Just about everyone in the medical profession is googling. They're usually only doing so for some random, obscure things they don't deal with everyday that they may have forgotten over time, or just to confirm something real quick. But they have the education to understand where to look for the correct answer and whether or not what they're looking at is good information. If you're educated on the material, you'll know when something isn't right. Which is why patients who don't know these things can be so fun.

So it is with Sherpath and other aids. You can ask it questions like, "What are five signs of placental abruption?" And it'll pull from the textbooks.

But when you need human discernment and good human judgement, it can get chaotic. For example, a lot of NCLEX questions (or just nursing in general) can be, "Your patient presents with X problem. What's the first thing you want to do?" Do you give oxygen, fluids, administer a med with a standing order, etc.?

And that's when the side-eyeing starts to happen. I'll be looking at the answer AI is giving and going, "This doesn't seem right." Students don't yet have that ability to know if they're looking at the right answer. But the number of students who will just accept a wrong answer unquestioningly is . . . a lot more than you'd hope for.

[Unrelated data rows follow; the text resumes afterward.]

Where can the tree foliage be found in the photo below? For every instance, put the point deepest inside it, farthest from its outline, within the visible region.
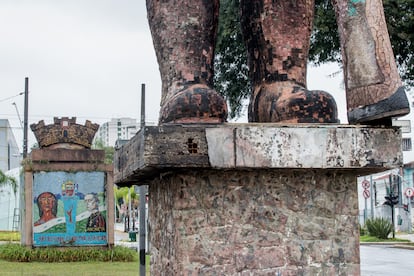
(230, 63)
(231, 70)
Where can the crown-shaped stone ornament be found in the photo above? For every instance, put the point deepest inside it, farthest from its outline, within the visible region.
(64, 133)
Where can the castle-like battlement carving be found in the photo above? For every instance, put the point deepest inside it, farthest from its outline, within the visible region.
(64, 132)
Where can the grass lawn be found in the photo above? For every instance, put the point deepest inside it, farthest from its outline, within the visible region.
(72, 269)
(66, 268)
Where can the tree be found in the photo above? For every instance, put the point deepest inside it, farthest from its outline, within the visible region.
(8, 180)
(231, 71)
(230, 62)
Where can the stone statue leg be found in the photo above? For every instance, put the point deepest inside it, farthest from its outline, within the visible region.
(374, 89)
(184, 33)
(277, 37)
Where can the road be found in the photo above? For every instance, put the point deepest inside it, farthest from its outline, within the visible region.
(378, 260)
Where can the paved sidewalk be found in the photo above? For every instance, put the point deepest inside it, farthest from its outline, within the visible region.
(405, 236)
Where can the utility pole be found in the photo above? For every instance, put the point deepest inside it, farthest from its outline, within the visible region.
(142, 199)
(26, 116)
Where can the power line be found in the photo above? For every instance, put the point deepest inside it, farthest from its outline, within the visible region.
(11, 97)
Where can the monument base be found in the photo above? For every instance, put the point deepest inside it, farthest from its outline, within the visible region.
(255, 199)
(282, 222)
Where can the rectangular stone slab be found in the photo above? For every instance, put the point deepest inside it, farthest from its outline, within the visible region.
(244, 146)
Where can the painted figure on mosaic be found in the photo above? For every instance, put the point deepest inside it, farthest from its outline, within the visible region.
(70, 203)
(47, 204)
(96, 221)
(277, 35)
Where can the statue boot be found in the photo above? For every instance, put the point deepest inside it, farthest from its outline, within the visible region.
(277, 36)
(374, 90)
(184, 34)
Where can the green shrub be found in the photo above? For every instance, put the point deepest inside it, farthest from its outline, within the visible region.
(379, 227)
(19, 253)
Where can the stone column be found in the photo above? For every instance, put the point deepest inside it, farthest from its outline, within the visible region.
(255, 199)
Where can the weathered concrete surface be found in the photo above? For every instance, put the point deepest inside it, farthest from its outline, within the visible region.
(255, 199)
(256, 222)
(241, 146)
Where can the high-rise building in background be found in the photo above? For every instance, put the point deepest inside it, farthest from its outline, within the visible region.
(116, 129)
(10, 156)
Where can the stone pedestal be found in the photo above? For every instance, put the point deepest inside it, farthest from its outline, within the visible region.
(255, 199)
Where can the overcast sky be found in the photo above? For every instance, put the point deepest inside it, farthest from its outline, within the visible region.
(88, 59)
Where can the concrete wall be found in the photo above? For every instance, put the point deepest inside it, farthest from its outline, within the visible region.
(262, 222)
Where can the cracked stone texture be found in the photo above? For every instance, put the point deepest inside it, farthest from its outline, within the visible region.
(263, 222)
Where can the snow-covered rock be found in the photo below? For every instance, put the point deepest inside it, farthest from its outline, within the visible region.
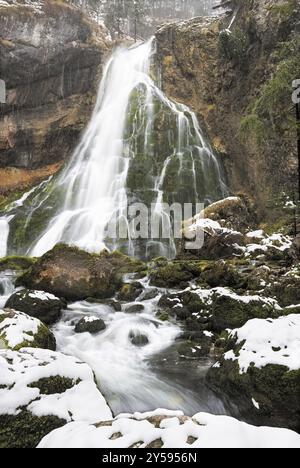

If AI is going to be a thing in education, it feels like schools need to consider giving a semester long course on how to use it in a way that generates the correct answer and gives them the tools to recognize that it is the correct answer. Like courses in research that teach students how to laterally read for proper sources, information, credible citations, bias, etc.

Technology can help a great deal, but at the end of the day, the human education and judgement has to be there to make the final call. And that is not as much a component of all this as you'd want. Particularly when teaching people in healthcare.